From day 82, the performance of the biofilter decreased somewhat. Comparing the ECs of the three biofilter sections showed that this was mainly related with low ECs in Section 2 and 3. Several explanations for this decreased performance were considered. The moisture content itself was probably not limiting because this value was almost equal during periods III and IV (before drying the compost). Also, nutrient limitation is unlikely because the addition of 600 ml mineral medium to the biofilter on day 93 did not improve reactor operation. Both sulfur and sulfate accumulation occurred in the biofilter. Jones et al. (2005) did not observe sulfate toxicity in a H2S-degrading biofilter even at concentrations high enough to saturate the liquid phase, and they suggested sulfur precipitation as a possible cause of long-term biofilter inactivation. Kim et al. (2002) showed that accumulated elemental sulfur or (NH4)2SO4 cause diminution of the active site and augmentation of the hydrophobic area on the surface of the packing materials, reducing biofilter performance. In this experimental biofilter, agglutination of the packing material was observed in Sections 2 and 3 from day 82 (after manual mixing), but not in Section 1. On day 98 this was also observed in Section 1. The start of the agglutination of particles corresponded very well with the decreased H2S removal efficiencies in the different sections, and could be caused by the presence of CaSO4 (gypsum) and water in the compost. After drying (days 99–102), the agglutination was not observed anymore, and the H2S removal efficiency improved somewhat. Morgan-Sagastume et al. (2003) also observed agglutination of compost particles during H2S biofiltration, although in their case, it was related with excessive moisture content and not with sulfate formation. We believe that the major causes of the decreased H2S removal efficiencies were agglutination and sulfur accumulation, and not microbial inhibition, e.g., by low pH, nutrient limitation, or inadequate moisture content.

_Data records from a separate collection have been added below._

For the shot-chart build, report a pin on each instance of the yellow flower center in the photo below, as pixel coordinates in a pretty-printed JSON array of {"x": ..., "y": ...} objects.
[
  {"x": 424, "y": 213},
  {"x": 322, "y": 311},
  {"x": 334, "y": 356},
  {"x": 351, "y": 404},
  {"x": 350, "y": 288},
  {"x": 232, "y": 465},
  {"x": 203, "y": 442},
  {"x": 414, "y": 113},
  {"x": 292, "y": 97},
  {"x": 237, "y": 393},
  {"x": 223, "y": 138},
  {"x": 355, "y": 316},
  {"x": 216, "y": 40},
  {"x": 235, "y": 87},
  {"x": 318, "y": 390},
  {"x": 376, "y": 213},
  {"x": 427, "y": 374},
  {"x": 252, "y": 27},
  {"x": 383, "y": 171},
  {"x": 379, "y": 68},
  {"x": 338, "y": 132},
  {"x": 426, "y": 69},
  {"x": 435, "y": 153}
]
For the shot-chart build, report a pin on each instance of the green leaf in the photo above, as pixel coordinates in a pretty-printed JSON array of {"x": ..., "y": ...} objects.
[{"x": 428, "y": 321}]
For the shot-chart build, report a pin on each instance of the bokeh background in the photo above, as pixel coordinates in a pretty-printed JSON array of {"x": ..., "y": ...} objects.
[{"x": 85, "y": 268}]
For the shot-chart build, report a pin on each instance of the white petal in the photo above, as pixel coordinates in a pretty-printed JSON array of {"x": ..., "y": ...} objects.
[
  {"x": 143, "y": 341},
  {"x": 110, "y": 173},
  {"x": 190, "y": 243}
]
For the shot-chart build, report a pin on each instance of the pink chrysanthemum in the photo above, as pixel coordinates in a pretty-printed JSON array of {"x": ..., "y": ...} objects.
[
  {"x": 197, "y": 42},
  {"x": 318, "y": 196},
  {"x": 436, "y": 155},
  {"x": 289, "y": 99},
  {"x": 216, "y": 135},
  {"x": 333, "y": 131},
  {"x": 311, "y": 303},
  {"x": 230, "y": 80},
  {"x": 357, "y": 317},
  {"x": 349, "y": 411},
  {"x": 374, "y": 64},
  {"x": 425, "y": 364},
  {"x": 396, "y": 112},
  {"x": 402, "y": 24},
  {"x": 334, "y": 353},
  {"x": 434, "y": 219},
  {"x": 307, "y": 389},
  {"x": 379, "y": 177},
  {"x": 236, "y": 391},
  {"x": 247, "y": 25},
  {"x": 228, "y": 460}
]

Although small increases of A Sh and A E were observed in Section 1 on day 109, this was less the case in Section 3, where the H2S removal decreased the most. According to the DGGE pattern, the activity of T. thioparus also did not change significantly between days 71 and 109 in both sections of the H2S-degrading biofilter. The fact that no relation was found between the determined microbiological parameters and the H2S degradation supports the abovementioned idea that the major causes of the decreased H2S removal efficiencies were agglutination and sulfur accumulation rather than microbial inhibition. However, further investigations are needed to confirm whether other species besides T. thioparus are degrading H2S in biofilters and if 16S rRNA-based DGGE analysis is sensitive enough to detect significant changes of the activity of target bacteria. Such studies could ultimately provide a diagnostic tool to determine whether biofilter inactivation is caused by a failing microbiology or by alternative causes (e.g., channelling and low mass transfer).